Faktem jest, że jeszcze nie wiemy, o ile wzrosną ceny prądu i gazu. Znamy ogólne założenia, różne przewidywania ekonomistów i ekspertów. Ale czy to ma znaczenie? Mamy sporo czasu, aby przygotować sobie scenariusze na podwyżki o 50% czy 30%. Tak, wiem – każdy z nas marzy o tym, aby obniżyć swoje rachunki za media o te poziomy i można to zrobić w każdym momencie. Ale bądźmy szczerzy – nasza ludzka natura nam na to nie pozwala.
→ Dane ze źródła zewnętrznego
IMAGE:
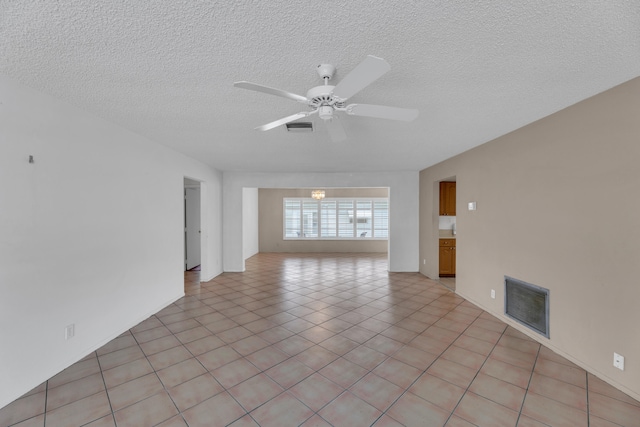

Potrzebujemy jakiegoś impulsu do działania. Niestety, często ten impuls pojawia się post factum.

Branża meblarska, mimo dużych inwestycji w odnawialne źródła energii, nadal pozostaje branżą bardzo mocno energochłonną. Policzcie, jakie oszczędności teraz przyniosłoby Waszym firmom obniżenie rachunków za prąd czy gaz o choćby 10%. Tymczasem w drugiej połowie roku czeka nas odwrotna sytuacja – kwota za te media znacząco wzrośnie. To ostatni moment, by coś z tym zrobić. Nie mamy wpływu na decyzję dostawców prądu czy gazu, ani na decyzje URE czy przepisy uchwalane przez polityków. Ale mamy wpływ na to, jakie kroki zrobimy.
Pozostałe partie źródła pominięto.